I found a code which uses, __builtin_memcpy and __builtin_memset instead of memcpy and memset.
What are __builtin_functions for? ,to prevent the dependency problems on architecture or compiler?
Or.. is there any performance reason where __builtin_functions are prefered?
thank you :D
Traditional library functions, the standard memcpy
is just a call to a function. Unfortunately, memcpy
is often called for every small copies, and the overhead of calling a function, shuffling a few bytes and returning is quite a lot of overhead (especially since memcpy
adds extra stuff to the beginning of the function to deal with unaligned memory, unrolling of the loop, etc, to do well on LARGE copies).
So, for the compiler to optimise those, it needs to "know" how to do for example memcpy
- the solution for this is to have a function "builtin" into the compiler, which then contains code such as this:
int generate_builtin_memcpy(expr arg1, expr arg2, expr size)
{
if (is_constant(size) && eval(size) < SOME_NUMBER)
{
... do magic inline memory copy ...
}
else
{
... call "real" memcpy ...
}
}
[For retargetable compilers, there is typically one of these functions for each CPU architecture, that has different configurations as to what conditions the "real" memcpy
gets called, or when an inline memcpy is used.]
The key here is that you MAY actually write your own memcpy
function, that ISN'T based on __builtin_memcpy()
, which is ALWAYS a function, and doesn't do the same thing as normal memcpy
[you'd be a bit in trouble if you change it's behaviour a lot, since the C standard library probably calls memcpy
in a few thousand places - but for example doing statistics over how many times memcpy
is called, and what sizes are copies could be one such use-case].
Another big reason for using __builtin_*
is that they provide code that would otherwise have to be written in inline assembler, or possibly not available at all to the programmer. Setting/getting special registers would be such a thing.
There are other techniques to solve this problem, for example clang
has a LibraryPass
that assumes library-calls do common functions with other alternatives, for example since printf
is much "heavier" than puts
, it replaces suitable printf("constant string with no formatting\n")
s into puts("constant string with no formatting")
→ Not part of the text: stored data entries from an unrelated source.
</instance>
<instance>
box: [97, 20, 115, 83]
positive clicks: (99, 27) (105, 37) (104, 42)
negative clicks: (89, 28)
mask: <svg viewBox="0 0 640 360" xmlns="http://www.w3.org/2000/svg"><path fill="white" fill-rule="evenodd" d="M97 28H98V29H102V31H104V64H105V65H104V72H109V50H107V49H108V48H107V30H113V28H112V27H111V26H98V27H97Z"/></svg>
, and many trigonometric and other math functions are resolved into common simple values when called with constants, etc.
Calling __builtin_*
directly for functions like memcpy
or sin
or some such is probably the WRONG thing to do - it just makes your code less portable and not at all certain to be faster. Calling __builtin_special_function
when there is no other is typically the solution in some tricky situations - but you should probably wrap it in your own function, e.g.
int get_magic_property()
{
return __builtin_get_magic_property();
}
That way, when you port to Windows, you can easily do:
int get_magic_property()
{
#if WIN32
return Win32GetMagicPropertyEx();
#else
return __builtin_magic_property();
#endif
}